Slipped Capital Femoral Epiphyses in Pediatric Patients: May occur more frequently in patients with endocrine disorders or in patients undergoing rapid growth and lead to osteonecrosis. Cases of slipped capital femoral epiphysis with or without osteonecrosis have been reported in pediatric patients with short stature receiving somatropin. Evaluate pediatric patients with the onset of a limp or complaints of hip or knee pain for slipped capital femoral epiphysis and osteonecrosis and manage accordingly.

Progression of Preexisting Scoliosis in Pediatric Patients: can occur in patients who experience rapid growth. Monitor patients with a history of scoliosis for progression of scoliosis.

Otitis Media and Cardiovascular Disorders in Turner Syndrome: Patients with Turner syndrome should be evaluated carefully for otitis media and other ear disorders and cardiovascular disorders.
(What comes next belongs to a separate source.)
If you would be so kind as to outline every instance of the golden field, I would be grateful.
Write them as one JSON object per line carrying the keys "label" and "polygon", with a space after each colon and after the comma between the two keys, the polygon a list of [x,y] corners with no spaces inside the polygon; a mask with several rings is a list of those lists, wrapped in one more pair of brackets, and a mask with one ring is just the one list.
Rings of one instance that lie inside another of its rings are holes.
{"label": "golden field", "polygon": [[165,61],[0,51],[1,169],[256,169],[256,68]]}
Somatropin treatment may increase the occurrence of otitis media in these patients.

Lipoatrophy: Tissue atrophy may result when somatropin is administered at the same site over a long period of time. Rotate injection sites to reduce this risk.
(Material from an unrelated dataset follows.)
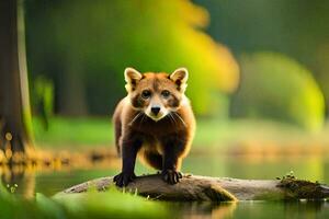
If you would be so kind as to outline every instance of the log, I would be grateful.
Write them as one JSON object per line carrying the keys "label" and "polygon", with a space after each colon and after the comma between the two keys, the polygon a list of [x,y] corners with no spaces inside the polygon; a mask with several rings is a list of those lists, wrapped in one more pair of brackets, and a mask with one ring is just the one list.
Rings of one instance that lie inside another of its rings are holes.
{"label": "log", "polygon": [[[83,193],[91,187],[106,191],[115,186],[113,177],[101,177],[89,181],[57,195]],[[184,175],[175,185],[169,185],[159,174],[138,176],[125,192],[160,200],[183,201],[236,201],[236,200],[288,200],[288,199],[325,199],[329,197],[329,187],[324,184],[297,180],[294,176],[282,180],[238,180],[230,177],[209,177]]]}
Laboratory Tests: Serum levels of inorganic phosphorus, alkaline phosphatase, parathyroid hormone, and IGF-1 may increase during therapy.

Pancreatitis: Cases have been reported in children and adults receiving treatment. The risk may be greater in children compared with adults and girls who have Turner syndrome than other somatropin-treated children. Consider pancreatitis in patients who develop persistent severe abdominal pain.

ADVERSE REACTIONS
Other common somatropin-related adverse reactions include injection site reactions/rashes and lipoatrophy and headaches.

DRUG INTERACTIONS
11 β-Hydroxysteroid Dehydrogenase Type 1: Introduction of somatropin treatment may result in inhibition of 11βHSD-1 and reduced serum cortisol concentrations.

Pharmacologic Glucocorticoid Therapy and Supraphysiologic Glucocorticoid Treatment: Adjust glucocorticoid replacement dosing in children receiving glucocorticoid treatment to avoid both hypoadrenalism and an inhibitory effect on growth.

Cytochrome P450-Metabolized Drugs: Genotropin may alter the clearance. Monitor carefully if used with Genotropin.

Oral Estrogen: Larger doses of Genotropin may be required.

Insulin and/or Other Hypoglycemic Agents: Dose adjustment of insulin or hypoglycemic agent may be required.

Indications

Genotropin® (somatropin) is indicated for pediatric patients for the treatment of:

growth failure due to an inadequate secretion of endogenous growth hormone.
growth failure due to Prader-Willi syndrome (PWS). The diagnosis of PWS should be confirmed by appropriate genetic testing.
growth failure in children born small for gestational age who fail to manifest catch-up growth by age 2 years.
growth failure associated with Turner syndrome.
idiopathic short stature (ISS), also called non-growth hormone-deficient short stature, defined by height standard deviation score (SDS) ≤ -2.25, and associated with growth rates unlikely to permit attainment of adult height in the normal range, in pediatric patients whose epiphyses are not closed and for whom diagnostic evaluation excludes other causes associated with short stature that should be observed or treated by other means.

Genotropin is indicated for replacement of endogenous growth hormone in adults with either adult or childhood onset growth hormone deficiency.
GHD should be confirmed as appropriate.